In an investor note in August, TF Securities analyst Ming-Chi Kuo said that Apple could equip iPhone 13 with a low-earth-orbit (LEO) satellite communication mode. This would allow users to send messages and make phone calls without any signals present. According to a new report, the satellite features will only be available for units sold in select markets.
iPhone 13 satellite features will not be available globally
Kuo on August 29 said that the Qualcomm X60 baseband chip, which Apple is rumored to be using for its upcoming lineup, will support low-earth-orbit satellite communications via a customized baseband chip.
In the latest issue of Bloomberg’s “Power On” newsletter, Mark Gurman claims satellite communications will be included in the upcoming flagship lineup for only for models “in select markets.” The feature is intended to work as an emergency measure in limited markets and only if cellular coverage is unavailable.
“The emergency features will only work in areas without any cellular coverage and only in select markets. Apple envisions eventually deploying its own array of satellites to beam data to devices, but that plan is likely years away from taking off.”
Gurman says the feature will not allow users to make calls when without cellular coverage as it would be “expensive and could cause a revolt from the phone carriers that Apple relies on.”

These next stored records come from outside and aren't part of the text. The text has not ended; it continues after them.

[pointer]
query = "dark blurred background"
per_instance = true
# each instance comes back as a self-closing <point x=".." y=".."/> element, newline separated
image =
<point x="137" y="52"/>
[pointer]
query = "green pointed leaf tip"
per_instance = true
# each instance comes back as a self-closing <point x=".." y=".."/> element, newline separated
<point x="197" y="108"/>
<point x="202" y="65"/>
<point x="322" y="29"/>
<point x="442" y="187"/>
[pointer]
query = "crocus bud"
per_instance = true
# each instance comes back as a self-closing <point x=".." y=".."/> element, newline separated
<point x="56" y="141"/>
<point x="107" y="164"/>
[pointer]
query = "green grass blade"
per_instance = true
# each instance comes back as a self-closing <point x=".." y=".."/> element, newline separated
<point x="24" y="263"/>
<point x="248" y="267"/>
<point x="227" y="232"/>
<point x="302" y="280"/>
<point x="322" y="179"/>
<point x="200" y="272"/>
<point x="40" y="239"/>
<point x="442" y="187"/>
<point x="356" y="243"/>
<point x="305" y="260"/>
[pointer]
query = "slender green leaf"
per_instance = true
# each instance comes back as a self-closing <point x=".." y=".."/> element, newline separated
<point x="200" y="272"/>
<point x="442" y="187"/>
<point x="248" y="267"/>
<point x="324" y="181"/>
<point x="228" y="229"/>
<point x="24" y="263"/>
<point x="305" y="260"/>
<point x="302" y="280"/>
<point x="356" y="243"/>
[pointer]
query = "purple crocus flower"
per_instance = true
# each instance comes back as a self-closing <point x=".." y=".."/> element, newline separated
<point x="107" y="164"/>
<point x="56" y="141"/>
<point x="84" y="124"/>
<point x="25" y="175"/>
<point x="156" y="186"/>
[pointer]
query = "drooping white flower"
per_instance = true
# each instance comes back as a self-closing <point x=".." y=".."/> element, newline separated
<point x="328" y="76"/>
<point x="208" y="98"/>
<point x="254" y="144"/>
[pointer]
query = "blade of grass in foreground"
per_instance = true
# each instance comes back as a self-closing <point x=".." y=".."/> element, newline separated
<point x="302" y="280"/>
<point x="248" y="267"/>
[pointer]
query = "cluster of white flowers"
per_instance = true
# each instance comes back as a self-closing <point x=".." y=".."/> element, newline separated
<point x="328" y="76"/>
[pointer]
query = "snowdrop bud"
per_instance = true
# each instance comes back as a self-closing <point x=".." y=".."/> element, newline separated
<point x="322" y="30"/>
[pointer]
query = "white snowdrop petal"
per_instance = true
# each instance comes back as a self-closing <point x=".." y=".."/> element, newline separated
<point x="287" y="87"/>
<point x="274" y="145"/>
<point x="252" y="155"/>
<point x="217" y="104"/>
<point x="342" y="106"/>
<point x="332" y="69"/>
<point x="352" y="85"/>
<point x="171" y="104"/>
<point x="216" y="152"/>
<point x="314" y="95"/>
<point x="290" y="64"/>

“Some have asked me if these new features mean that the iPhone can be used as a satellite phone and have the ability to make calls anywhere in the world without cellular coverage. The answer is a big no. That’s not happening now, next year, or anytime in the near future.”
As per a previous report, the Cupertino tech giant is focusing on two emergency features for areas with poor or no cellular coverage. Replying on satellite networks, users will be able to send a text to first responders/contacts and report crashes in the areas. The company’s current focus is on the texting feature, the calling capability will be added later on.